Walk into any public house in Ireland and it won't take you long to realize that Guinness is the most popular drink. Rows of tall glasses filled with that rich velvet-black liquid, generously topped with a creamy-white head, adds testimony to its unrivaled position. Though it is on sale in 120 other countries throughout the world, and is actually made in 31 of them, the correct place to drink a Guinness, as far as most Irish imbibers are concerned, is Ireland. Some reasons lending credence to this assumption include the softness of the water, the fact that it is Liffy water and only because Irish barmen have the art of "pulling" a good pint. The art includes "pulling" the pint in stages, thus allowing the creamy think head to form slowly. Arthur Guinness who founded the Brewery at St. James Gate in Dublin, bought a disused brewery in 1759 and started making traditional Irish ale. Shortly afterwards a new London- brewed drink made from roasted barley, appeared in Dublin. Arthur had a go at making this "porter", so called because of its popularity with the porters of Covent Garden (London) and Billingsgate, and by 1799 had switched all his production to porter. The first export shipment, bound for Britain, left the brewery in 1769 and by the 1820s Guinness was being drunk across the world.
The brewery can produce some 2.5 million pints of Guinness per day, with the aid of modern technology. But it still uses the same strain of yeast pioneered by Arthur Guinness. And the basic brewing process-involving roasted Irish-grown barley, which gives it the characteristic dark color, soft pure water, hops and yeast, has not been altered.

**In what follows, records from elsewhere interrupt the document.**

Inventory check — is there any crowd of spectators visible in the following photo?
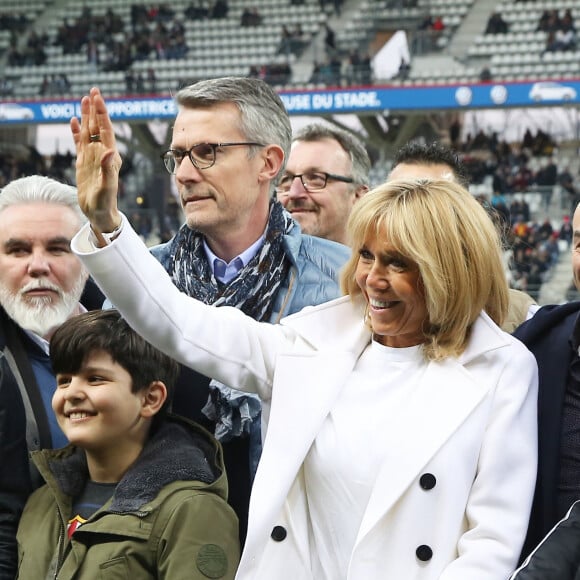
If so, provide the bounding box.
[537,8,576,52]
[484,12,509,34]
[453,126,580,299]
[38,73,71,97]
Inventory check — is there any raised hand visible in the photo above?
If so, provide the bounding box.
[70,87,122,234]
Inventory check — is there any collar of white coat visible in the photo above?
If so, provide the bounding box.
[281,296,513,365]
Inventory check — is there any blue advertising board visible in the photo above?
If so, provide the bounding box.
[0,79,580,124]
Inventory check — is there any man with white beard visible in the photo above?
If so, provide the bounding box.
[0,175,95,580]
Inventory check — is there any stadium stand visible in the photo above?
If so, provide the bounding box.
[0,0,580,301]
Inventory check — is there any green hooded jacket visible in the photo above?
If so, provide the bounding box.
[17,416,240,580]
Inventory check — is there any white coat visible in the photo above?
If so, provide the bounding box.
[72,222,537,580]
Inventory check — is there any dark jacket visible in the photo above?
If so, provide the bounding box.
[18,417,240,580]
[510,501,580,580]
[0,308,52,580]
[514,302,580,559]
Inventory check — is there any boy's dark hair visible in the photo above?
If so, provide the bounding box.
[392,141,470,189]
[50,309,179,419]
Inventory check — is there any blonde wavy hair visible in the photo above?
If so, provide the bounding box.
[341,179,509,360]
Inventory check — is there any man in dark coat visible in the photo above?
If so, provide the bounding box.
[514,201,580,559]
[0,175,103,580]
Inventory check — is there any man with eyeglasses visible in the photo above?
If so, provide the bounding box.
[71,77,350,542]
[276,123,371,244]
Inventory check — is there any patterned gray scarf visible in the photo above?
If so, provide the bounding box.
[167,200,294,448]
[168,200,294,320]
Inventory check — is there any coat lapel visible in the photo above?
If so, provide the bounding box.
[357,359,489,543]
[245,299,370,558]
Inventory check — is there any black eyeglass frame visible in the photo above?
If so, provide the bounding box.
[277,171,354,194]
[160,141,265,175]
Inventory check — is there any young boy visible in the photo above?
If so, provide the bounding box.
[18,310,239,580]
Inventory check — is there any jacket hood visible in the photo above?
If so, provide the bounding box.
[32,415,227,512]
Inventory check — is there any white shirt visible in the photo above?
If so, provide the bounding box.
[304,341,427,580]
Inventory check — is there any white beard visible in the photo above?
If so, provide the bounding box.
[0,276,86,338]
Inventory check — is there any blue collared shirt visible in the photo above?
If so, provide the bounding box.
[203,232,266,284]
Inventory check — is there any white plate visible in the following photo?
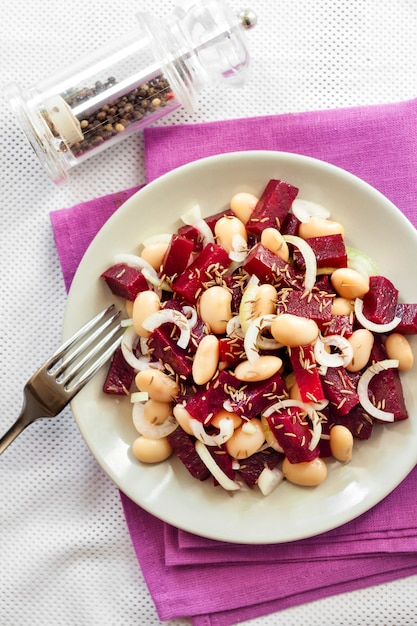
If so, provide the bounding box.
[64,151,417,544]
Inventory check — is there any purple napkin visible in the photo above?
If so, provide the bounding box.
[51,100,417,626]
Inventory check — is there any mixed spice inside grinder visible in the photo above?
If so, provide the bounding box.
[6,0,256,184]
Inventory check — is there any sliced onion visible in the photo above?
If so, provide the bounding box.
[346,246,378,278]
[256,467,284,496]
[193,219,214,246]
[195,440,240,491]
[226,315,243,337]
[314,335,353,367]
[142,309,191,348]
[142,267,172,297]
[239,279,258,333]
[189,417,234,446]
[182,304,198,329]
[357,359,398,422]
[283,235,317,291]
[132,402,178,439]
[291,198,330,223]
[120,326,163,372]
[262,398,322,450]
[243,313,282,363]
[354,298,401,333]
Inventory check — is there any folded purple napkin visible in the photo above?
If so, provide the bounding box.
[51,100,417,626]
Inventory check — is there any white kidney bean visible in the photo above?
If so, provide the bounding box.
[261,228,290,261]
[214,215,248,252]
[253,283,278,317]
[330,267,369,300]
[143,398,172,424]
[132,437,172,463]
[385,333,414,372]
[298,217,345,239]
[331,296,354,315]
[210,409,242,430]
[192,335,220,385]
[282,457,327,487]
[235,354,282,382]
[132,289,161,338]
[135,367,180,402]
[230,191,258,224]
[225,417,265,459]
[346,328,374,372]
[140,241,169,272]
[330,424,353,463]
[172,404,194,435]
[125,300,133,317]
[199,285,232,334]
[271,313,319,348]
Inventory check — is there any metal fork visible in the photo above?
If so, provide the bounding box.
[0,304,123,454]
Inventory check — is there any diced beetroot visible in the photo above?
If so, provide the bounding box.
[243,243,304,289]
[101,263,149,302]
[239,448,284,487]
[279,213,301,235]
[172,243,230,304]
[219,336,246,363]
[290,345,325,402]
[395,304,417,335]
[329,404,374,439]
[188,318,208,354]
[229,374,286,419]
[277,289,333,330]
[321,367,360,416]
[266,407,319,463]
[363,276,398,324]
[162,234,194,280]
[148,323,193,380]
[103,348,135,396]
[185,370,241,425]
[177,219,204,252]
[207,446,235,485]
[294,234,347,269]
[168,426,210,480]
[246,179,298,237]
[321,315,353,337]
[369,337,408,422]
[223,272,244,313]
[314,274,335,297]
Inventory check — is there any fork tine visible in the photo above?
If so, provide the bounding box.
[47,304,121,379]
[49,304,120,368]
[61,316,124,395]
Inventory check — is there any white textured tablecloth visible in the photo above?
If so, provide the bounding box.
[0,0,417,626]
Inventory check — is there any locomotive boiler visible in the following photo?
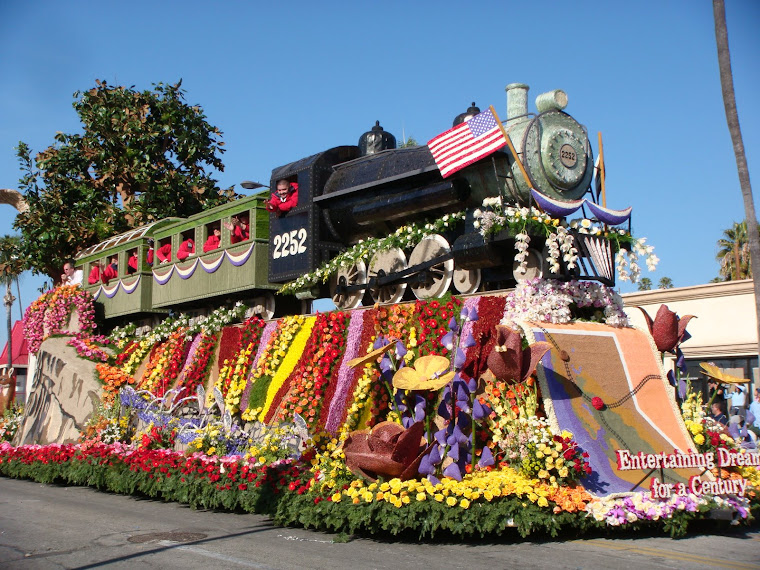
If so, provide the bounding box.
[269,83,614,308]
[76,80,614,325]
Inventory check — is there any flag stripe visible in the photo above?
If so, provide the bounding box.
[438,134,504,174]
[428,109,506,178]
[437,132,505,166]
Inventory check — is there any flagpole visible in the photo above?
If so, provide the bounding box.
[597,131,607,208]
[490,105,533,188]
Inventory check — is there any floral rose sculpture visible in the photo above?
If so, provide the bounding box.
[343,421,425,481]
[639,305,694,353]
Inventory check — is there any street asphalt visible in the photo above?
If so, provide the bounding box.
[0,477,760,570]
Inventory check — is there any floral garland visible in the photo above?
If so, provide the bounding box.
[24,285,96,353]
[502,279,628,327]
[414,298,462,356]
[330,467,592,512]
[116,338,156,375]
[319,311,368,434]
[258,315,314,422]
[174,333,203,388]
[360,301,418,427]
[214,344,254,413]
[240,321,279,410]
[240,315,314,421]
[177,332,219,400]
[66,332,111,362]
[279,212,464,295]
[274,311,348,428]
[338,307,382,432]
[138,328,188,398]
[461,296,506,379]
[95,364,135,408]
[474,197,659,283]
[215,315,265,413]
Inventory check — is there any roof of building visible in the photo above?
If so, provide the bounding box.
[0,321,29,367]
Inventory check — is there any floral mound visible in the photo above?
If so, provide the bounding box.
[7,282,760,537]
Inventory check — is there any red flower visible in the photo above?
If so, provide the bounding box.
[639,305,694,352]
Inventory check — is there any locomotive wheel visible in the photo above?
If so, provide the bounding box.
[454,268,481,295]
[409,234,454,299]
[330,259,367,309]
[367,247,407,303]
[512,248,544,283]
[245,293,274,321]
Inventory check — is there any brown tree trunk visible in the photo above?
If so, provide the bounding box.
[713,0,760,365]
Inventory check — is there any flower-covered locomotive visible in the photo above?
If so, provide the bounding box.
[269,80,630,308]
[77,84,636,323]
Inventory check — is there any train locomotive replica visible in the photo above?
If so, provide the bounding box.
[76,84,630,324]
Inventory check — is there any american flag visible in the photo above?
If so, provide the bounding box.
[428,107,507,178]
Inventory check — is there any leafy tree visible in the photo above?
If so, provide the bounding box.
[398,137,419,148]
[0,236,25,368]
[14,81,236,279]
[715,222,760,281]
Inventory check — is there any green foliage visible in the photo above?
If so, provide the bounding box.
[715,220,760,281]
[398,137,420,148]
[14,81,235,279]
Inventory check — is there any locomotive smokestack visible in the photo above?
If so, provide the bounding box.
[506,83,530,121]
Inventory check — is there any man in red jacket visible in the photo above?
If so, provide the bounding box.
[100,256,119,285]
[177,238,195,261]
[267,179,298,216]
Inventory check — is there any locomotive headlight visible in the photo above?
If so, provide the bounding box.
[541,128,587,189]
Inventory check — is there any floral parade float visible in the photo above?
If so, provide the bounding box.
[0,204,760,537]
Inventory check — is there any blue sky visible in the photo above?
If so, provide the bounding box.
[0,0,760,344]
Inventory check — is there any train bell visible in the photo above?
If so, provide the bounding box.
[451,101,480,127]
[359,121,396,156]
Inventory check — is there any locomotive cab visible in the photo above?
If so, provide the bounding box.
[269,146,359,283]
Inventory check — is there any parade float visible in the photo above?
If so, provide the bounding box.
[0,232,760,537]
[0,84,760,538]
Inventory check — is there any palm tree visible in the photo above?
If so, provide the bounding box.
[715,222,752,281]
[713,0,760,362]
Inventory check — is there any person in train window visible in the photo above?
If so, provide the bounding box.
[177,238,195,261]
[127,250,137,275]
[61,259,84,285]
[156,241,172,263]
[100,255,119,285]
[87,261,100,285]
[224,214,251,243]
[267,179,298,216]
[203,228,222,253]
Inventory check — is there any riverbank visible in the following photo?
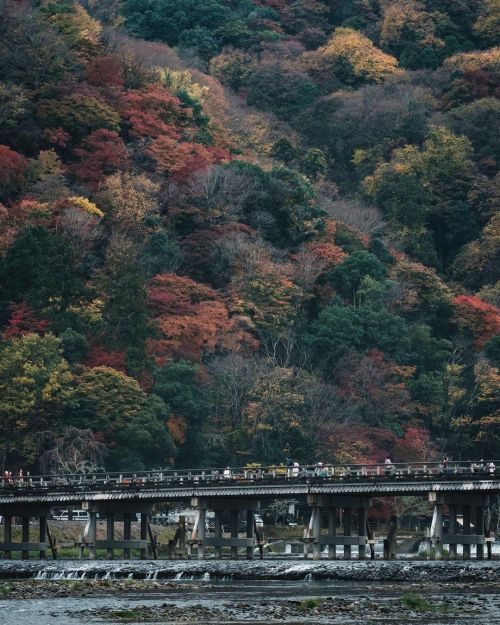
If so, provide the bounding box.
[0,579,500,625]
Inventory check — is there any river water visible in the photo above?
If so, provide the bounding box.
[0,560,500,625]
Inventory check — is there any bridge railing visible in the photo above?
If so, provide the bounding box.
[0,460,500,492]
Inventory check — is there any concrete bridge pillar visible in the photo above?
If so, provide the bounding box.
[358,508,366,560]
[476,505,484,560]
[191,497,260,559]
[39,516,47,560]
[3,514,12,560]
[462,505,472,560]
[328,508,337,560]
[344,508,352,560]
[21,516,30,560]
[312,506,321,560]
[106,512,115,560]
[87,510,97,560]
[140,512,149,560]
[214,510,222,560]
[246,510,255,560]
[448,504,457,560]
[231,510,240,560]
[198,508,207,560]
[429,492,489,560]
[82,500,155,559]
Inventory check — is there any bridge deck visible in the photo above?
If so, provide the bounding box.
[0,473,500,506]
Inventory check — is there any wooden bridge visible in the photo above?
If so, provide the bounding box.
[0,461,500,559]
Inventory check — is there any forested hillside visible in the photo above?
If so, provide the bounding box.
[0,0,500,472]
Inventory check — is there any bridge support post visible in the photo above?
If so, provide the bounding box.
[3,515,12,560]
[140,512,149,560]
[197,508,207,560]
[344,508,352,560]
[462,505,472,560]
[358,508,366,560]
[247,510,255,560]
[214,510,222,560]
[82,500,154,558]
[429,492,489,560]
[448,505,457,560]
[304,494,370,560]
[88,510,97,560]
[123,512,132,560]
[312,506,321,560]
[328,508,337,560]
[231,510,240,560]
[21,516,30,560]
[476,505,484,560]
[431,503,443,560]
[106,512,115,560]
[191,497,260,559]
[39,516,47,560]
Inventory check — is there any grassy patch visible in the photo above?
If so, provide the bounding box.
[401,593,435,612]
[107,608,142,622]
[298,597,323,612]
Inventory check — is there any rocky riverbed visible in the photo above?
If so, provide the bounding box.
[0,559,500,583]
[69,589,492,625]
[0,561,500,625]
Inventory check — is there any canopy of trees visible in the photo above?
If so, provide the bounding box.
[0,0,500,471]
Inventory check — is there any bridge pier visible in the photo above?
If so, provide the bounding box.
[82,501,153,560]
[106,512,115,560]
[190,497,260,560]
[304,495,370,560]
[0,504,49,560]
[429,492,489,560]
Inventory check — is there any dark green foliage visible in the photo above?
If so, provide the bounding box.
[484,334,500,367]
[0,226,85,317]
[304,303,410,364]
[153,360,208,467]
[123,0,233,46]
[60,328,89,363]
[330,250,386,305]
[247,65,319,120]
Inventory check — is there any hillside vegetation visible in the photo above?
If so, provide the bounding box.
[0,0,500,472]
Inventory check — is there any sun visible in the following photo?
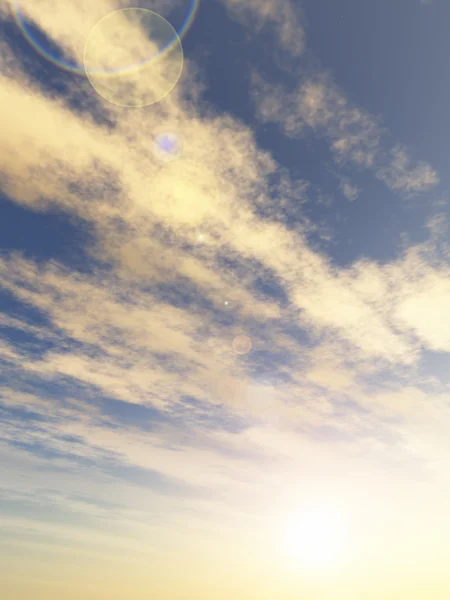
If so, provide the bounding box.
[284,507,347,569]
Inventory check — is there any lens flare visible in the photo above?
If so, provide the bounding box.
[233,335,253,356]
[9,0,200,76]
[84,8,183,107]
[155,133,181,162]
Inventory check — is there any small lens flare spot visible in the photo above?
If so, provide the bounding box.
[233,335,253,356]
[155,133,181,161]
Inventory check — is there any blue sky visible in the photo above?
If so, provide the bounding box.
[0,0,450,600]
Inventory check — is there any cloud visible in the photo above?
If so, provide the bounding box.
[339,178,361,202]
[378,146,439,194]
[253,71,439,195]
[222,0,305,56]
[0,2,450,597]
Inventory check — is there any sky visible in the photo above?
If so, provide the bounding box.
[0,0,450,600]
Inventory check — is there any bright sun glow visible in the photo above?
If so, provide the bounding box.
[285,508,347,568]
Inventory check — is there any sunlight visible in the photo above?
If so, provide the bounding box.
[284,507,347,568]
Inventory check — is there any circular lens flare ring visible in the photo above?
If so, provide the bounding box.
[84,8,183,108]
[9,0,200,76]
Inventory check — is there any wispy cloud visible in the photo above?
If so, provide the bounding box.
[0,0,450,598]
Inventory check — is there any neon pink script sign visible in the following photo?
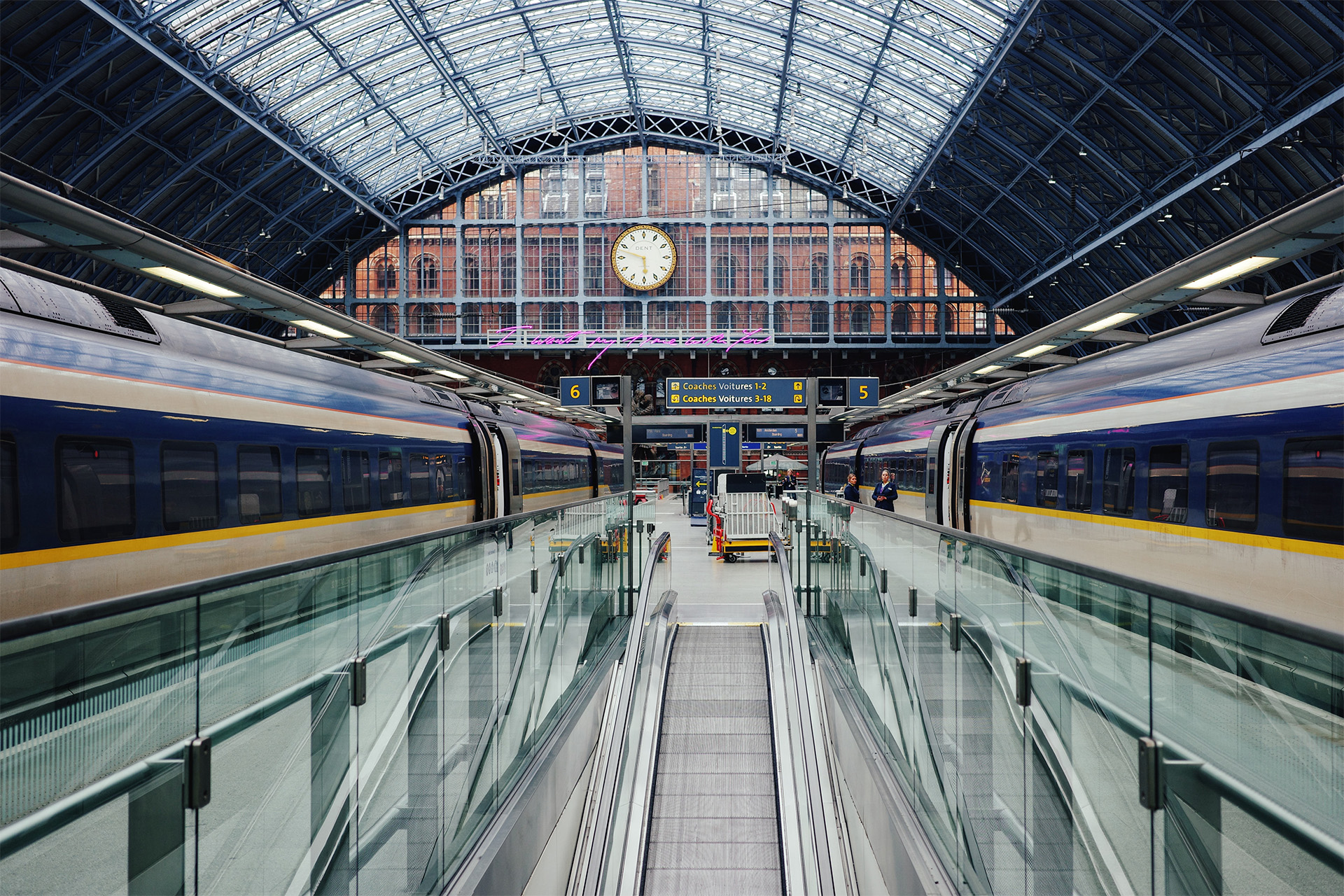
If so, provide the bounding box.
[491,326,770,368]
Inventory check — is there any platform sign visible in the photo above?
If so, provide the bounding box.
[708,423,742,470]
[849,376,878,407]
[561,376,593,407]
[665,376,808,408]
[748,423,808,442]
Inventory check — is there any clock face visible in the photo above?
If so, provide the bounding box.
[612,224,676,290]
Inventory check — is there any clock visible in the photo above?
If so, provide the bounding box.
[612,224,676,290]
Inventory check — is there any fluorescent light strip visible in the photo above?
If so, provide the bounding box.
[379,352,419,364]
[289,320,354,339]
[140,267,242,298]
[1182,255,1278,289]
[1084,312,1138,333]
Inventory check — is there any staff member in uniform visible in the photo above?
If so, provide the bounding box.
[840,473,863,504]
[872,470,897,510]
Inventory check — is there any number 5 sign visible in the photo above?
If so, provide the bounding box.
[561,376,593,407]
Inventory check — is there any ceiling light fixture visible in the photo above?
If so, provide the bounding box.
[1082,312,1138,333]
[140,267,242,298]
[379,352,419,364]
[289,318,352,339]
[434,367,472,380]
[1182,255,1278,289]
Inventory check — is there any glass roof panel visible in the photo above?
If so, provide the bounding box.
[165,0,1020,201]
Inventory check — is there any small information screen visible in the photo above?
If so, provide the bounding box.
[748,423,808,442]
[666,376,808,407]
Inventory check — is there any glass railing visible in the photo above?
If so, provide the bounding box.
[790,493,1344,893]
[0,496,647,895]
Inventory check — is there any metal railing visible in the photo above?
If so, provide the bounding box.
[0,494,648,893]
[789,493,1344,893]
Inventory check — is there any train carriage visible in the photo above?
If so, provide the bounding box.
[0,270,624,620]
[824,283,1344,630]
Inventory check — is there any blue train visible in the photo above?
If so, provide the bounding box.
[822,288,1344,631]
[0,270,624,620]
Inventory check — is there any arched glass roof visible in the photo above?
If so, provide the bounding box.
[0,0,1344,329]
[157,0,1017,196]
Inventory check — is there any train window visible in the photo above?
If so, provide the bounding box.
[340,450,374,513]
[378,451,406,507]
[1205,442,1259,532]
[457,456,473,498]
[0,435,19,551]
[57,438,136,541]
[159,442,219,532]
[294,449,332,516]
[1066,449,1091,513]
[1148,444,1189,523]
[238,444,281,525]
[1284,435,1344,544]
[999,454,1021,504]
[407,451,430,504]
[1100,449,1134,516]
[1036,451,1059,506]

Since its creation, Guinness has promoted its wholesale image, which was summed up in the "Guinness is good for you" campaign, launched in 1929. Its benefits were praised by one of Wellington's officers, wounded at Waterloo, who wrote in his diary that Guinness had "contributed more than anything else to my recovery". By the mid-19th century, Guinness was being recommended to nursing mothers.